Farming organisations will meet with processors’ representatives Meat Industry Ireland in talks convened by Agriculture Minister Michael Creed, who said an “urgent solution” was required to the dispute over the price paid to farmers for cattle and other conditions.
“Now is the time for people to take a step back from entrenched positions and to take a positive approach towards resolving their differences,” Mr Creed said.
“I expect all sides to recognise the urgency of the current situation, and to enter talks in good faith and with a firm intention to reach agreement.”
MII has agreed to Mr Creed’s request that beef slaughtering operations will remain suspended in blockaded plants during the talks, but said existing limited stocks of beef must be allowed free movement in and out of meat plants: “This is critical to avoiding further loss of domestic and export customers for Irish beef which would be to the long-term detriment of the sector.”
The Irish Farmers’ Association has put the onus on both the Minister and MII to table proposals to appease their members.
IFA president, Joe Healy, said: “We can’t afford to spend any time on posturing and game playing.
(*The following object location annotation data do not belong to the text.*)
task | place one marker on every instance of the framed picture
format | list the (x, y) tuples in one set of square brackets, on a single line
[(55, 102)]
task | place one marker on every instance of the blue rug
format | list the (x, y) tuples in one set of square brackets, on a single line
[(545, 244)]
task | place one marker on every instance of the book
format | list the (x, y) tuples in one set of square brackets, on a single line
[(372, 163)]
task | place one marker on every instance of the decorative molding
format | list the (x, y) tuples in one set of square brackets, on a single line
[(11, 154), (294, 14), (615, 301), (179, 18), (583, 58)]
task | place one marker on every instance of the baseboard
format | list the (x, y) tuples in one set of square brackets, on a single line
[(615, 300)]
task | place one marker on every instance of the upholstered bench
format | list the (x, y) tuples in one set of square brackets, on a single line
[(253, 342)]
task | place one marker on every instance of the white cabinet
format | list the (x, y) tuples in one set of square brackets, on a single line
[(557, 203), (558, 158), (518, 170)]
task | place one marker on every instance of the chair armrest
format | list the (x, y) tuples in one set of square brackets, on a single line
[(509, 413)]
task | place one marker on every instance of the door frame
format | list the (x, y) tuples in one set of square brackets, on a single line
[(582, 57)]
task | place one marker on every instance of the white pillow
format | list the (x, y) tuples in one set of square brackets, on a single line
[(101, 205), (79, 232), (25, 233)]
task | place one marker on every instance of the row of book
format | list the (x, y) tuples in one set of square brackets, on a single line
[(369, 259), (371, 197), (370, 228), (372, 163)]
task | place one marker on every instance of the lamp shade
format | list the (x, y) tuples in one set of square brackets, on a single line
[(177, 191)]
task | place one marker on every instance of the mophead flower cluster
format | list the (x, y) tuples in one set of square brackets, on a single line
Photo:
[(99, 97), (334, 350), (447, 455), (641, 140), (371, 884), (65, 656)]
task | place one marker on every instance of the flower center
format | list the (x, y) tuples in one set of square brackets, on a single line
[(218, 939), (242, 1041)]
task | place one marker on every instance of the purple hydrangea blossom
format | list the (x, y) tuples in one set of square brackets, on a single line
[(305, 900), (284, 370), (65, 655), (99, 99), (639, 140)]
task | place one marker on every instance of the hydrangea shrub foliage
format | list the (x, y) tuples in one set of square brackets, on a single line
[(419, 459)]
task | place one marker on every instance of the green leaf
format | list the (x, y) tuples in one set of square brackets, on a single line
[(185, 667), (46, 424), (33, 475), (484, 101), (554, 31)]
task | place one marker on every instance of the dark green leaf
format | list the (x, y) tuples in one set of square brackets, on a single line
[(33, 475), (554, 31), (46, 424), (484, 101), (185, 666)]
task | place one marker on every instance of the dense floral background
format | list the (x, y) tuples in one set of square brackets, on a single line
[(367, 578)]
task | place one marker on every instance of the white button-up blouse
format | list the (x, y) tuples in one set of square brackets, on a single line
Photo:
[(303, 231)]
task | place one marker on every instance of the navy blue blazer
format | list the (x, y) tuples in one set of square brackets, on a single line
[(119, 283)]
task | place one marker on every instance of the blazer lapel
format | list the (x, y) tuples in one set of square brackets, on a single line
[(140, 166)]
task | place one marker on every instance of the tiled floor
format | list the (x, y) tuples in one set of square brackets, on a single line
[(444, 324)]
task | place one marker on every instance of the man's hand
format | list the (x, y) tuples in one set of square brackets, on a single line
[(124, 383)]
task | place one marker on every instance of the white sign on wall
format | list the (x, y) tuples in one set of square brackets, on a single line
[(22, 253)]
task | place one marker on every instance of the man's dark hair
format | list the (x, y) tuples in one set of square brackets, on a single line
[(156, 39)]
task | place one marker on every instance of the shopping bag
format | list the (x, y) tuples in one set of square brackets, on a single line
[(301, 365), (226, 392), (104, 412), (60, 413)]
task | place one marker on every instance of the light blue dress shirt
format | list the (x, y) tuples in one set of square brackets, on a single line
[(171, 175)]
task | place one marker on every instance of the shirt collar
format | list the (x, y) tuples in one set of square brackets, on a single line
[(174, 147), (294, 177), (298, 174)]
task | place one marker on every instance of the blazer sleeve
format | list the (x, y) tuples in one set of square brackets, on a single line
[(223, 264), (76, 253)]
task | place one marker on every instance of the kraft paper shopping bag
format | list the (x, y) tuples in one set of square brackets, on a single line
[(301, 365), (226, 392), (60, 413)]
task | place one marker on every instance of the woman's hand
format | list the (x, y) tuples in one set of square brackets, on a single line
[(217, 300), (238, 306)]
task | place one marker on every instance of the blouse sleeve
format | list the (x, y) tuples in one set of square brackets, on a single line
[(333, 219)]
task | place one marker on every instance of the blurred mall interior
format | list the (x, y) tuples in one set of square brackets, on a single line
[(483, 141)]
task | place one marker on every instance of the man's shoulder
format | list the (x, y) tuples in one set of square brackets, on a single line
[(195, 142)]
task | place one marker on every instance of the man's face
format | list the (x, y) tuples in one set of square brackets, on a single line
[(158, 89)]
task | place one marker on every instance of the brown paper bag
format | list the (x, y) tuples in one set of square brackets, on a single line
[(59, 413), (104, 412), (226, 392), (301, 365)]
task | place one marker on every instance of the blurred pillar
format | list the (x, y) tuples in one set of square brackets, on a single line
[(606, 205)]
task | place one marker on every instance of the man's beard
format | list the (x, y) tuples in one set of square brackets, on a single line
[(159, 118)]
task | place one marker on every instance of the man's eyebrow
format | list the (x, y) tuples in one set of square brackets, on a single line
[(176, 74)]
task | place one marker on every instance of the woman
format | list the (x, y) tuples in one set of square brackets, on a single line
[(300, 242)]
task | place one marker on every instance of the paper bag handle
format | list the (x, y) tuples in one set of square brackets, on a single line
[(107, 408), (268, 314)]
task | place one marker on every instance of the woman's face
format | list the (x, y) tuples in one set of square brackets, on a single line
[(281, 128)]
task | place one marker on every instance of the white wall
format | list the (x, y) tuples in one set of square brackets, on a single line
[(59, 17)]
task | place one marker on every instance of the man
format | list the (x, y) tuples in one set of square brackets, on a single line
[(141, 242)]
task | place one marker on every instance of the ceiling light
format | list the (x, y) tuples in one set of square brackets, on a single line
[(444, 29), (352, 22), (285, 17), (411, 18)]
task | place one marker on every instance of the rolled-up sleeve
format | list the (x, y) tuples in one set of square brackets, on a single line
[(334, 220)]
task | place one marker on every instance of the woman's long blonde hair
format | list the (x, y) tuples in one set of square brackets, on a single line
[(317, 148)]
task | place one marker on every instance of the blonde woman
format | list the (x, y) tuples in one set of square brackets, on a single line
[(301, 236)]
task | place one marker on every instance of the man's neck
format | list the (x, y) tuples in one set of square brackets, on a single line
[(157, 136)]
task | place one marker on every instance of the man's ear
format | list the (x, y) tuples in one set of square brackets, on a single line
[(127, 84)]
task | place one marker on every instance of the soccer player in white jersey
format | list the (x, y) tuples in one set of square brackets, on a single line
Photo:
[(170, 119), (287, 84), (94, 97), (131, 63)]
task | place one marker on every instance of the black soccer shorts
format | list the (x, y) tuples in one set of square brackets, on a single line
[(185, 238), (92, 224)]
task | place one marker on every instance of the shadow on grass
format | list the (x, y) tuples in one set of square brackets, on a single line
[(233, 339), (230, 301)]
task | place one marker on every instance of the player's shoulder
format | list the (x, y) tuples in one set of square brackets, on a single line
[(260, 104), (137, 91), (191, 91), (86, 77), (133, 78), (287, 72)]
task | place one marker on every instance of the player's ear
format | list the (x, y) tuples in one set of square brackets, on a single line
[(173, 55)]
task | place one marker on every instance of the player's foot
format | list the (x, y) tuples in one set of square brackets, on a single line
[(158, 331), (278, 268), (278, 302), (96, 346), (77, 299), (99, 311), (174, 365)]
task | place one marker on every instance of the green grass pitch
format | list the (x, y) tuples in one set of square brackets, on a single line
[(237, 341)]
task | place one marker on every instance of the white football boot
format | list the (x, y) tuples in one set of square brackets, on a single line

We need to get this solved this weekend. IFA has detailed proposals which were put forward by our National Livestock Committee and agreed at our National Council this week.”
Meanwhile, retailers Tesco and Lidl issued reassurances over its supply of beef following Aldi’s announcement that it has started stocking UK-processed beef to meet demand.
Bord Bia CEO, Tara McCarthy, had confirmed that the State agency recently approved a beef plant in Northern Ireland, run by Dawn Meats, to process cattle raised in the Republic.
“Clearly we would love all of the value all of the time to be captured in Ireland but that’s not possible with the current impasse,” she told RTÉ’s News at One.
Asked if there is a possibility of Irish shops running out of Irish beef, Ms McCarthy said she does not know: “It’s a finite issue and stocks could run out and it would be an awful shame for consumers not to have the option of buying Quality Assured Irish beef and we hope that never happens.”
However, a spokesperson for Tesco told the Irish Examiner that it “has no plans to process Irish beef in the UK for our customers here in Ireland”.
“We continue to source 100% of our Tesco brand fresh beef from Irish suppliers and this has not changed. All of the Tesco fresh pork, lamb and chicken is 100% Irish. We continue to provide our customers with a wide range of Irish meat products,” the spokesperson said.
Lidl said it is not experiencing any shortage of fresh beef products at present: “We remain committed to our Irish supply base, supporting local farmers and providing Irish consumers with the best quality beef. We are hopeful of a swift resolution to this issue.”